The SAM Technical Manual contains some details of SAM’s ATTR port behaviour:

This register enables the programmer to read the attributes of the currently displayed character cell in modes 1 and 2, and the third byte in every four displayed in modes 3 and 4.

There’s no mention of what happens in the border, thought a quick test was enough to show it didn’t match the Spectrum’s behaviour. In fact it seemed to only return attribute bytes from the main screen. Time for a test program! My usual approach with these tests is to make whatever I’m probing as visible as possible, so the emulation will only match the real thing once everything is perfect. In this case I used a tight loop reading from the ATTR port and writing the result to CLUT entry 0:

      ld hl,loop
      ld bc,&00f8
loop: in a,(255)
      out (c),a
      jp (hl)

This code must be run with interrupts disabled, and started from a fixed position in the frame to ensure it’s the same on each run. Both are most easily achieved by placing the code at the IM 1 handler address of &0038 and using a HALT to guarantee the current instruction is a fixed 4 tstates when the interrupt handler is invoked. The 4-cycle rounding from the HALT opcode fetch ensures the test begins on the same frame cycle each time.

To make the most of the test output I created a test pattern containing a range of colours, and interleaved with columns of palette colour 0 where the test colour would show through. Here’s what I came up with:

ATTR Pattern

And here’s what it looks like on SAM running in screen mode 1:

ATTR Test

The time between the port read and the palette write causes the output to be shifted a few screen blocks to the right of the main screen position, reaching into the right border area. The screens above were taken with the SimCoupe border area set to Complete, to show what would be seen if the ASIC generated the display over the full frame. This doesn’t happen on a real machine but is useful to see video changes outside the visible TV area.

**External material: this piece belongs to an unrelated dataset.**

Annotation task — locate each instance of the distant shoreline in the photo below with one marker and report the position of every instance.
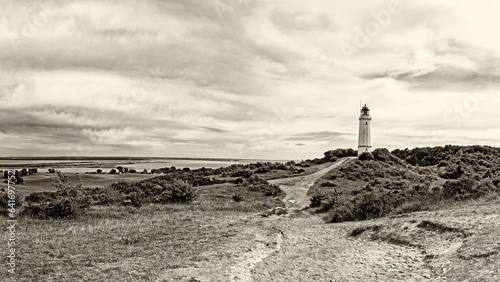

The stripes on the main screen and the jagged edges in the lower border are caused by the loop timing not being an exact multiple of the 384 tstates per display line. The actual timing is complicated by the display memory fetches, mode 1 contention delays, and ASIC port I/O delays, but if you look closely you can see three repeating line end positions.

If SAM’s border behaviour matched the Spectrum, the border colour should be bright white (colour 127, since the top bit is not used) everywhere except to the right of the main screen where the colour bleeds from the main screen. To the left of the main screen the colour is actually off-white (colour 120), which matches the right-most attribute on the scanline — bright white paper with black ink is 01111000 binary, 120 decimal.

To test the right-most attribute observation with the lower border I added a bright white paper with white ink (01111000 binary, 127 decimal) block to the bottom right of the screen. As expected this caused the lower and upper border to be coloured bright white. So during the border areas SAM was returning the last attribute value fetched to draw the main screen area.

As a further test I coloured the screen attributes red, set the screen-off bit to disable the display, coloured the screen attributes green, then read from the ATTR port. As expected the port returned the red colour, since that was the last screen byte the ASIC read when drawing the display. Here’s the BASIC code for the test:

10 PAPER 2 : BORDER 2 : MODE 4
20 BORDER 4 : OUT 254,132 : PAPER 4 : CLS
30 PAUSE 5 : PRINT IN 255 : REM should be 34 for red
40 BORDER 0

Once the port behaviour was understood the SimCoupe implementation could be enhanced. When the port is read it uses the current raster position to determine the last on-screen location that the ASIC would have read, and the memory address of the screen data (which depends on the current screen mode). The existing mode-change ASIC artefact implementation did a lot of this already so the same code could be re-used.

An additional complication is the value returned when the display is disabled, which may no longer be part of the current display. It requires the ATTR value to be determined when the screen goes from enabled to disabled, giving a value to return for as long as the screen remains disabled.

The test program and source code are available for download (9K). Pressing the NMI button returns you to basic, allowing the screen mode/contents to be changed to see different patterns. It won’t work in SimCoupe 1.0, so you’ll need to wait until the next release.